Our Team > Our Researchers > Dr Zhiwei Zhao

Dr Zhiwei Zhao

Our Researchers

Research Fellow

Queen’s University Belfast

Zhiwei graduated with a PhD from college of Mechanical & Electrical Engineering, Nanjing University of Aeronautics and Astronautics in 2022.

His major is aerospace manufacturing engineering, and his PhD project titled “Deformation control method driven by deformation force monitoring data for large-scale structural parts”, in which a new physical quantity is proposed to infer the global residual stress field and a model of fusion of data and causal knowledge is proposed to determine the machining process. His research interests focus on intelligent manufacturing using data-driven method, including deep learning, causal inference, Finite element method and so on.

Zhiwei joined Queen’s University Belfast as a Research Fellow in 2022, working within Thread 4.

RIED Specific Links & Papers

  • A bio-inspired evolution-development method for modelling and optimisation of buffer allocation in unreliable serial production line (December 2023)

    This paper was presented at the 2023 3rd International Conference on Mechanical, Aerospace and Automotive Engineering (CMAAE 2023) held in Nanjing, China.

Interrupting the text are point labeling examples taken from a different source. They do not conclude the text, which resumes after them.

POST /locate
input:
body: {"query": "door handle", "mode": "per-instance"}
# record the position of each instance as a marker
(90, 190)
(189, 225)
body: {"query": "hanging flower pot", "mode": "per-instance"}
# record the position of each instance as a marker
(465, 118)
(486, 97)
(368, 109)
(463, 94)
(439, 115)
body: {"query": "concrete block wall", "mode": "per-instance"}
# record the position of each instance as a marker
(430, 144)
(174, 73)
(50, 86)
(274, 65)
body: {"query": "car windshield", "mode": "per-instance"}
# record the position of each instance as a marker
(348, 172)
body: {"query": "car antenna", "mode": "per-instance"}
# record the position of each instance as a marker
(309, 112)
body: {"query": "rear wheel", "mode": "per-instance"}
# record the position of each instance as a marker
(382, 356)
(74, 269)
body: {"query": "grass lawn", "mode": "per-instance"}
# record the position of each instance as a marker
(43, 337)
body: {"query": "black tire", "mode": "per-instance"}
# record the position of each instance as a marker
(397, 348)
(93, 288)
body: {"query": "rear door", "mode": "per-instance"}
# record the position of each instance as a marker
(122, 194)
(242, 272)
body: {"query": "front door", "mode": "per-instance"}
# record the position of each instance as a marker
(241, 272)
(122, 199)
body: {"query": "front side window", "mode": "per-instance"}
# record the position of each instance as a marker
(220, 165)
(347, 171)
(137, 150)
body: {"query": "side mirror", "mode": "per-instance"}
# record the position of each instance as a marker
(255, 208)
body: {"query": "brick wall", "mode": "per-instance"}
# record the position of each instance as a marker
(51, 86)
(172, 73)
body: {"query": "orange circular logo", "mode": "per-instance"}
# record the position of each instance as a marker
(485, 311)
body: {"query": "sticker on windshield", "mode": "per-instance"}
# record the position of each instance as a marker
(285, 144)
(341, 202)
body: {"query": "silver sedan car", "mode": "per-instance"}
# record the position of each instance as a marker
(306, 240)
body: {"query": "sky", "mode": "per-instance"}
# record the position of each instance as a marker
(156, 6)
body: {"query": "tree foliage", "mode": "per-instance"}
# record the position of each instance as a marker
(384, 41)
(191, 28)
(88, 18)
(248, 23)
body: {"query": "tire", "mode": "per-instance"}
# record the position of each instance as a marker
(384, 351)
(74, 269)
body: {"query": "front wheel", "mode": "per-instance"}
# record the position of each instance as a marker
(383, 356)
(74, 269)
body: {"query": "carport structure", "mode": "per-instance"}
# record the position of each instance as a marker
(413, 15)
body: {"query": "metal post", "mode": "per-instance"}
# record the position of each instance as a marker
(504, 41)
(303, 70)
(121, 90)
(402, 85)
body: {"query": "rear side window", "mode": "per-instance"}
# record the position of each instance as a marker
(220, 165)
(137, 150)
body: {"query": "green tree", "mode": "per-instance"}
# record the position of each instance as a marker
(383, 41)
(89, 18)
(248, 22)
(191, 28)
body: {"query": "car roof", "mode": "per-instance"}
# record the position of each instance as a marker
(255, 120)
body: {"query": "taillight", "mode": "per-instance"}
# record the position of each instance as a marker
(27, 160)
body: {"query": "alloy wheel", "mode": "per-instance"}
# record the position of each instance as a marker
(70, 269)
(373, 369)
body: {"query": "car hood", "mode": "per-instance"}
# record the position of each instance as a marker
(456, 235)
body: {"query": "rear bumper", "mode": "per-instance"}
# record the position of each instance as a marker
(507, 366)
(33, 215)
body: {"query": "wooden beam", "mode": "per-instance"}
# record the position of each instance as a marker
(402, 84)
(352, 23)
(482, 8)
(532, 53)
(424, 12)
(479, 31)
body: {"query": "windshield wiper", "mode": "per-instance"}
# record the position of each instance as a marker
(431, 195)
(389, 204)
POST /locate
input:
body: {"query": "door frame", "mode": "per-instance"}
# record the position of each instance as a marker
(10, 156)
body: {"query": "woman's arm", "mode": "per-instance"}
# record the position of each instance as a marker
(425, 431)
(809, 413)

    A buffer is an important element in a production line and its allocation influences the throughput and inventory of the line. The buffer allocation problem can be framed as a multi-objective optimisation problem and is often addressed by using meta-heuristic algorithms, such as evolutionary algorithms. However, these algorithms primarily focus on the “genetic evolution” aspect and do not take in to account the impact of the biological “organism development” process, potentially constraining the exploration of the solution space. In this paper, a bio-inspired evolution-development (evo-devo) approach for modelling and optimising buffer allocations is proposed. The organism representing a production line is defined and modelled, and the evolution and development processes of organisms are developed for researching optimised solutions. The method has been validated by a simulation of a buffer allocation optimisation in an unreliable serial production line with multi-objectives, aiming to maximize production throughput and minimize the total buffer size. Results show that the
    proposed method can efficiently obtain solutions, while also achieving greater exploration of the solution space than competing evolutionary algorithms such as the Non-Dominated Sorting Genetic Algorithm II. The proposed approach’s functionality means that it could be applied to other areas of generative design of future factories.